Is cheap Chinese labor really why we can get so many gadgets for Christmas? - antrod
http://theonda.org/articles/2010/12/24/dont-feel-guilty-about-your-gadgets-this-christmas

======
A1kmm
The cost of production of many consumer goods are determined by a combination
of efficiency in manufacturing (good) and unreasonable exploitation of workers
and the environment (bad). Consumer pressure in the market can sometimes cause
a temporary back-down, but as a whole I doubt it is very effective, simply
because consumers can't easily differentiate products produced by workers
getting fair pay and with appropriate environmental safeguards.

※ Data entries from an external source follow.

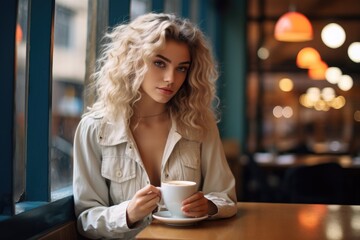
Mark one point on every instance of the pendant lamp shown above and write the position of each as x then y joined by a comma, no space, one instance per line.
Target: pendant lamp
307,57
293,27
318,72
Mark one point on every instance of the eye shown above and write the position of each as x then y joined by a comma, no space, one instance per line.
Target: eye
183,69
159,63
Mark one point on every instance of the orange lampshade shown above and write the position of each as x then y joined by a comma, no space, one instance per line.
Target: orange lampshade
18,33
318,72
293,27
307,57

The most effective response would be for governments to set tariffs determined
so that manufacturers who can't prove labour below a certain cost wasn't used
(and other similar social and environmental measures), so manufacturers can't
outsource to avoid laws that exist for the wellbeing of society.

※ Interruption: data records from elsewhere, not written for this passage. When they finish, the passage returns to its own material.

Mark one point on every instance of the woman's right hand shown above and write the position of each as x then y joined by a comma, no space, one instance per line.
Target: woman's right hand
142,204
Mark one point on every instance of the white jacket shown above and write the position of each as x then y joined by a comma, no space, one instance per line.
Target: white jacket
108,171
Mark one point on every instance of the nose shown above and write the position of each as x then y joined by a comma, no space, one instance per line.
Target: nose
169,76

These types of measures often meet opposition, because they get lumped in with
overzealous protectionist policies because both are aberrations from the
principle of free trade. However, the former are aberrations which are
beneficial to the world economy, while the latter can be harmful. Separating
the two types of measures legally is difficult; I think the best approach is
to avoid free trade treaties, educate the public about the benefits of free
trade done right and the pitfalls of it done wrong, and let each country
unilaterally decide which tariffs are beneficial and which are harmful to
impose on imports into that country.

------
jpitkin
I don't know that I see the point. Just because they could pay more doesn't
mean that the fact that they don't doesn't enable a cheap consumerist society
where we benefit off of their poor working conditions.